Here’s what I appreciate: despite this being essentially structured like a bumper issue of 2000 AD, with no text pieces and 6-page stories, this still reads like the Meg, which is a much different beast. The stories of the Meg tend to be a bit heavier in my opinion, owing to the longer format; the monthly schedule maybe asks for a more dedicated reader, so the stories are often more involved, though that doesn’t mean they’re necessarily better or worse than those in the progs. And that flavor is maintained in this special.

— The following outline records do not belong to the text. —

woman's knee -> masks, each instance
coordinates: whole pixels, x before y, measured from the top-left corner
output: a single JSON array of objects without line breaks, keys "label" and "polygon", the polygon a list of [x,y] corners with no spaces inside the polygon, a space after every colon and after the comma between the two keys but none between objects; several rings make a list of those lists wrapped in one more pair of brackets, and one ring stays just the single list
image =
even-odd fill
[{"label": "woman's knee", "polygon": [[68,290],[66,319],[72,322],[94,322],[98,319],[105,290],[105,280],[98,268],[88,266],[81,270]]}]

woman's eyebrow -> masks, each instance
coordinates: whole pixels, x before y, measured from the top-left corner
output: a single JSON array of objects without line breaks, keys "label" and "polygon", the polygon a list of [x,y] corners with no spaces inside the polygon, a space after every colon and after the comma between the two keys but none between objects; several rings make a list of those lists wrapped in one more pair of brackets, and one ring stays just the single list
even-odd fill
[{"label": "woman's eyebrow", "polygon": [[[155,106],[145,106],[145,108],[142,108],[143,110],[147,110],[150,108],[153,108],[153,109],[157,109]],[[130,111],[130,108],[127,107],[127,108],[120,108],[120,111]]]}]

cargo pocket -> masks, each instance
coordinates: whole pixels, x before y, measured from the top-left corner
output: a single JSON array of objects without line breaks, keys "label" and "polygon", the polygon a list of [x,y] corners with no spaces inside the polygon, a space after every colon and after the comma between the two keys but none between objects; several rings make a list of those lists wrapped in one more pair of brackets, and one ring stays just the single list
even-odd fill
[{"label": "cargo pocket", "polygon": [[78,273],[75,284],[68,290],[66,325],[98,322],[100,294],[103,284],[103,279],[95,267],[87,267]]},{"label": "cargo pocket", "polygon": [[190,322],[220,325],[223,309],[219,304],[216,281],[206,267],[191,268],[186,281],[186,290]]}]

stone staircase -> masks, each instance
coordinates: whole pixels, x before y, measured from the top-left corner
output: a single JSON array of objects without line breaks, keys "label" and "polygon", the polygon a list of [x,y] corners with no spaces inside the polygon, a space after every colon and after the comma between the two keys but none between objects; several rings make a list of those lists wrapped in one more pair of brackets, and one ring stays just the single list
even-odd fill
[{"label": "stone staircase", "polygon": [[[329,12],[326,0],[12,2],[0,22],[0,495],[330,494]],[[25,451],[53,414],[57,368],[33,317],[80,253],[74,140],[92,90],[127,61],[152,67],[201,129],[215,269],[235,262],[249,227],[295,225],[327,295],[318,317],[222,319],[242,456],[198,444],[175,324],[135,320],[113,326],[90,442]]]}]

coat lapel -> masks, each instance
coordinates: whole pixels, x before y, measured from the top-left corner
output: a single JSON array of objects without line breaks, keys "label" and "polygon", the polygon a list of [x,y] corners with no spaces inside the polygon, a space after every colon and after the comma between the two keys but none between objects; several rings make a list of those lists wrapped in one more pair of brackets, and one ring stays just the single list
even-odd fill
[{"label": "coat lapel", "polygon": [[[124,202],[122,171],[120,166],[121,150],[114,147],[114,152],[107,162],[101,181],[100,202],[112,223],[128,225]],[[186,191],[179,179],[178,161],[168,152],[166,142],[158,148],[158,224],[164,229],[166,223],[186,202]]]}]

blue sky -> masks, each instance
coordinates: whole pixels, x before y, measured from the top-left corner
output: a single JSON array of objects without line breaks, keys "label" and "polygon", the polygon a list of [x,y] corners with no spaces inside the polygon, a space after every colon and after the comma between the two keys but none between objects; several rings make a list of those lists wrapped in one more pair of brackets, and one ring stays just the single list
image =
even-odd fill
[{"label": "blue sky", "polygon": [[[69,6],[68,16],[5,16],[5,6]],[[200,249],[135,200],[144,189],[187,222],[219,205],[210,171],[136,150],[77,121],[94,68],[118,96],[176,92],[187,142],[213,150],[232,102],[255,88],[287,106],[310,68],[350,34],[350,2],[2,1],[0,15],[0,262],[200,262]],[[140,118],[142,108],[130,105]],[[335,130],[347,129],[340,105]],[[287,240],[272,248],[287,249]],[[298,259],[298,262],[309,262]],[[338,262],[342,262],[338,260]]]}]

…But the stories are only six pages. So the way they’ve effected that is by making these individual entries much more linked than the 2000 AD counterpart, which used its multi-verses more in one-shot fashion; here, every appearance is intended to feed into the main story – Johnny Alpha’s assault on zombie Dredd. So, in theory, every story in the Meg is about Alpha either eliminating someone in his way, or recruiting someone to his cause. But in practice, this just means a half dozen writers and artists only get to write half-stories; they have minimal pages to concoct something unique, but also pass the torch off to the main storyline. And it just never picks up steam.
When we make actual movements forward in plot – introducing Anderson; Missionary Man – it works. When it’s just a cameo to get us from A to B – Cadet Giant; Devlin Waugh – it does not. Kenneth Niemand sticks the opening and closing, though, maintaining the guiding spirit of the story and ending it in a very fitting 2000 AD fashion, which doesn’t flinch on its way to justice.